3. Monkey see, Monkey do – Children of smokers are more likely to smoke. Let’s face it, kids mimic what we do, whether it’s cursing, drinking, smoking or more positives like showing kindness and love. What you teach your children matters. You want to be around for your children and grandchildren so, stopping the habit is not only wise but a sign of love.

4. Second hand smoke is harmful – You may think smoking outside is fine but according to experts the risk for children and non-smokers is still an issues. The UK has already banned smoking in cars with children under the age of 18 and now are pushing to ban smoking in zoos, parks and other public places. In March 2017 the city of Minneapolis voted to ban all tobacco products in public places, a ban which took place in May.

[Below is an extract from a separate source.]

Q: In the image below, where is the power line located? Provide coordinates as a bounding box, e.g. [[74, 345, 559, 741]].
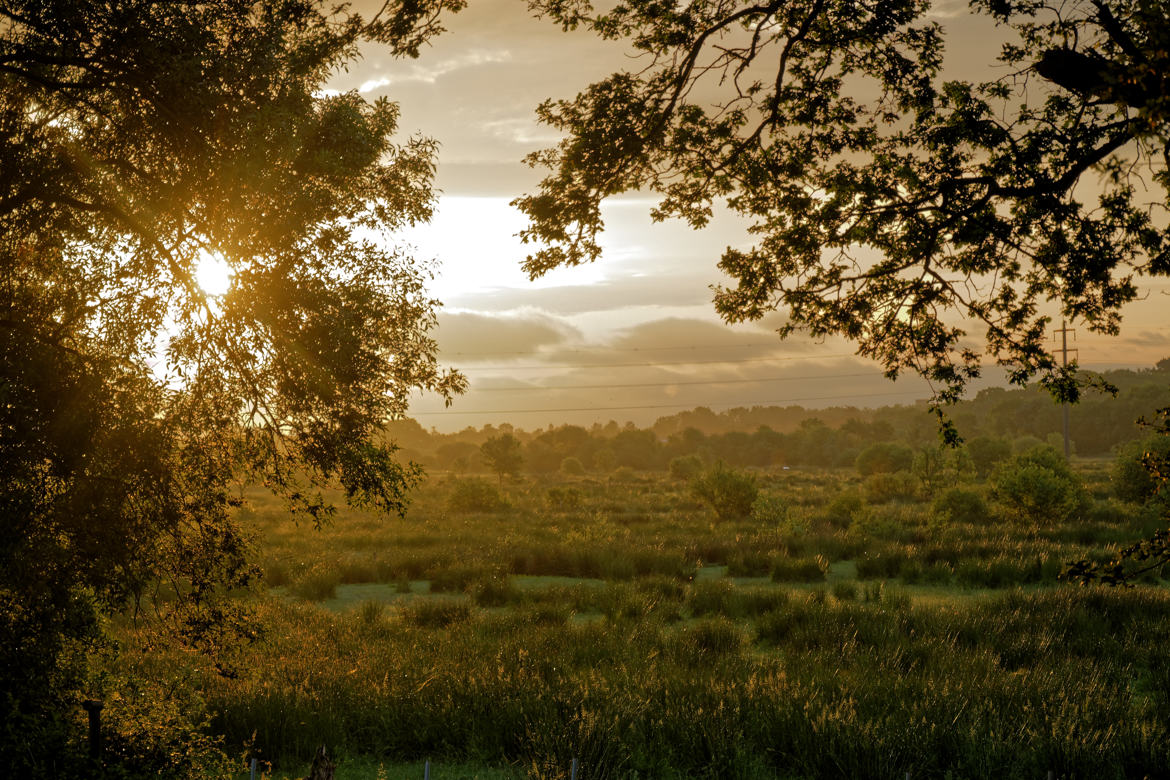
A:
[[472, 371, 885, 393], [451, 353, 853, 371], [408, 391, 917, 417], [442, 341, 800, 358]]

5. Vanity – We all want to age gracefully but smoking takes a real toll on inside and out. People who smoke have wrinkles around the mouth and on the face much earlier than non-smokers. Toxins collect on the skin and cause breakdown of collagen. The good news is, quitting can start to reverse the signs of an aging face within two weeks

6. More energy – people who don’t smoke have more energy and stamina since they have better oxygenation.

7. Food tastes better – Giving up smoking changes your taste buds and food suddenly tastes better. You’ll be amazed once you quit.

8. Better job potential – Employers look at habits, not just work habits but how often you go out for a smoke and they do base their decisions on raises and promotions on whether you smoke. When people look at a smoker they automatically perceive you as unhealthy.

9. Easier to find a mate – Since smokers are in the minority, smoking lowers the dating pool substantially, so, if you smoke and are looking to date of have a long-term relationship or marriage you might want to rethink an unhealthy habit. Smokers make up about 20% of the population so you have a 1 in 5 chance of finding a smoking mate.

10. You won’t be offensive – Sorry but there’s nothing worse to a non-smoker than someone who reeks of cigarette smoke. It’s just gross and no amount of cologne covers up that smell.

Smoking used to be cool and now people tend to judge people who smoke as low-class and ignorant and categorize them as addicts. I was reading a post on Facebook and it got real, really fast when someone said that smoking with a baby in a stroller is harmful and looks totally trashy. On a more positive note, many states have implemented programs to help you beat the addiction and quit, so, if you’re thinking about stopping just google smoking cessation programs close to where you live to find help and support because you’re not in it alone.